In contrast, Wright can say that union with Christ gives you everything that imputation is ordinarily supposed to. That is fine, until you ask, “how does union with Christ result in me having a righteous status before God”?
My own approach has been to speak of “incorporated righteousness” whereby we are united to Christ by faith, and in that union God’s verdict against us is executed in the cross of Christ, and yet that verdict against us is transposed into God’s verdict for us in Christ’s resurrection. Jesus is justified by God in his resurrection and because we are in him, we too are justified.

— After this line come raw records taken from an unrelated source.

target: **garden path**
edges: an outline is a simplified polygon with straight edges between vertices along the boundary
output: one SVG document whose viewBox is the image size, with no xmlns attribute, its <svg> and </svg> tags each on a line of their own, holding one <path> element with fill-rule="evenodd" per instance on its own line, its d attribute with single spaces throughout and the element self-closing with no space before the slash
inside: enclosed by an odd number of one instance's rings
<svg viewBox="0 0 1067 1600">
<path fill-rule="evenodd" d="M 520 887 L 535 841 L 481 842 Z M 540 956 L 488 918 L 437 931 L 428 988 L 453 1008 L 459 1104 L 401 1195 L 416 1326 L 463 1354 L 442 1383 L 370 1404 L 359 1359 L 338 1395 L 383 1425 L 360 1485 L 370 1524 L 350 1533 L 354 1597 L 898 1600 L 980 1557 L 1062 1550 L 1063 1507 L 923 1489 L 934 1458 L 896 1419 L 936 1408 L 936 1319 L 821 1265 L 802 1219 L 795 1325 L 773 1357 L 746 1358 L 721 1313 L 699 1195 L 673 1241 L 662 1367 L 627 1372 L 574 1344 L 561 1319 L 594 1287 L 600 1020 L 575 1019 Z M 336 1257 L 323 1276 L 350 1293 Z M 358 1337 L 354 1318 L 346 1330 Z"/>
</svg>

So for me, union with Christ is absolutely central, and we need to relate justification to incorporation and participation in Christ. (I’m hoping to read Mike Horton’s book Covenant and Salvation: Union with Christ soon because I hear that it represents another approach to combining the forensic and participatory aspects of justification).
Now if you take union with Christ, the representative nature of Adam and Christ, the language of reckoning, recognize that righteousness is a gift, etc., then the only way to hold it together in my mind is with some kind of theology of imputation.
So, I don’t think that any single text in the New Testament speaks of the imputation of the righteousness of Christ to believers, but spread throughout the New Testament we find the ingredients for it when taken collectively. (I really do recommend Brian Vickers’ book, Jesus’ Blood and Righteousness: Paul’s Theology of Imputation, for a judicious and sober account on imputation that approaches the subject much like the way I’m suggesting here!)
In the end, I would say that “imputation is a corollary of union with Christ”. Now to any in the Reformed spectrum who think that that is not a good enough a statement, I will simply plead that what I have just written is a direct quote from Leon Morris’ book, Apostolic Preaching of the Cross!